JAMBI, Reportase8.com – Aliansi Wartawan Seluruh Indonesia (AWaSI) Provinsi Jambi melakukan unjuk rasa di Kantor Bea Cukai Jambi, terkait dugaan maraknya peredaran barang ilegal di wilayah Jambi, Senin (13/01/2015).
Saat melakukan unjuk rasa, AWaSI Jambi mempertanyakan peran Bae Cukai Jambi dalam pengawasan barang ilegal seperti rokok dan lainnya, demi keterbukaan publik.
Erfan selaku Ketua AWaSI Jambi, mengatakan maksud dan tujuan terkait unjuk rasa yang dilakukan.
“Unjuk rasa yang kita dilakukan ini memiliki maksud dan tujuan yang baik, dimana saya selaku ketua AwaSI Jambi ingin berjumpa langsung dengan Kepala Bea Cukai sekaligus menyampaikan hal-hal yang terkait dengan kinerja dan peran Bea Cukai dalam pengawasan mengenai dugaan maraknya barang ilegal yang beredar bebas di Jambi,” ucapnya.
Erfan sangat menyayangkan, karena tidak bisa langsung bertemu dengan Kepala Bea Cukai Jambi tetapi malah diwakilkan oleh Humas.
“Sebenarnya dalam kesempatan ini, kami hanya ingin menanyakan sejauh mana kinerja dan peran Bea cukai dalam penindakan dugaan maraknya peredaran rokok ilegal seperti merek rokok Luffman, Slava, Novem, Oris, Manchester Titan Eko, dan lain-lain, namun hanya dijelaskan oleh Humas Bea Cukai Jambi, sehingga Kami tidak mendapatkan informasi yang valid dan tidak ada keterbukaan publik yang dilakukan Bea Cukai Jambi, ” ungkapnya.
Dalam pelayanan publik, masyarakat atau organisasi wajib mengetahui peran dinas atau instansi dalam menanggapi laporan masyarakat, sebagaimana yang diatur dalam Undang-Undang Nomor 25 Tahun 2009 tentang Pelayanan Publik.

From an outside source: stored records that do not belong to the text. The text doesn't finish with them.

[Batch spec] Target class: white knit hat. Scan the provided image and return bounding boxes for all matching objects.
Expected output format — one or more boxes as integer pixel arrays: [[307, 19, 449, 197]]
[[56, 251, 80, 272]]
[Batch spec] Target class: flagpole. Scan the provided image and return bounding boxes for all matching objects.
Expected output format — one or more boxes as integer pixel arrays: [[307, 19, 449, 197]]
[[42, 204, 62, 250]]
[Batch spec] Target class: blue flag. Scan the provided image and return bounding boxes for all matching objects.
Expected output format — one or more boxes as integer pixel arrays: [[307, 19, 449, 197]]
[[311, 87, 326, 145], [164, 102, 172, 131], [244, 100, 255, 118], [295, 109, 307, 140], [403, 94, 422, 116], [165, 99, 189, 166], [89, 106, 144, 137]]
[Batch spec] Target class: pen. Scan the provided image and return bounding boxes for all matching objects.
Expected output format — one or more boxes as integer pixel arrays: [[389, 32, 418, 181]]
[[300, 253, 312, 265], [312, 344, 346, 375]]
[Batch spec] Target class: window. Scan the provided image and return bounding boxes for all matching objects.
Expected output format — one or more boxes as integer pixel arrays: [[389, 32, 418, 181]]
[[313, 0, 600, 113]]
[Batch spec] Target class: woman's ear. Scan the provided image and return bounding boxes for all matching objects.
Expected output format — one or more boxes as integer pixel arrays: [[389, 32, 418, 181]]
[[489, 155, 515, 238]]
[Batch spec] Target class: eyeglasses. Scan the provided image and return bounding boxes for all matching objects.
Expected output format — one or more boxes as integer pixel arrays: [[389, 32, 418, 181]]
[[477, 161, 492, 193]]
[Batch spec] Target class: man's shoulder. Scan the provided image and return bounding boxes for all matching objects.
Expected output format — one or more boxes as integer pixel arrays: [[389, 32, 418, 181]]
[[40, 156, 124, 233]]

“Sanksi yang dapat diberikan apabila penyelenggara melakukan pelanggaran dalam pelayanan publik ada beberapa bentuk, yaitu berupa sanksi teguran tertulis, sanksi pembebasan dari jabatan, penurunan gaji, sanksi penurunan pangkat, sanksi pemberhentian dengan hormat tidak atas permintaan sendiri, sanksi pemberhentian tidak dengan hormat, sanksi pembekuan misi dan atau izin yang diterbitkan oleh instansi pemerintah, sanksi pencabutan izin yang diterbitkan oleh instansi pemerintah, sanksi membayar ganti rugi, sanksi pidana dan dikenai denda,” sebut Erfan.
Hal ini tercantum dalam Pasal 54 angka 1 UU Nomor 25 Tahun 2009, apabila penyelenggara atau pelaksana layanan yang melanggar ketentuan sebagaimana dimaksud dalam Pasal 11 ayat (2) dan ayat (3), Pasal 15 huruf g, dan Pasal 17 huruf e dikenakan sanksi teguran tertulis.
Sementara itu, pihak Bea Cukai Jambi juga terkesan menghindar, saat awak media hendak mewawancara terkait unjuk rasa yang dilakukan oleh AWaSI Jambi terkait kinerja Bea cukai Jambi dalam menangani rokok ilegal yang sangat marak di Kota Jambi.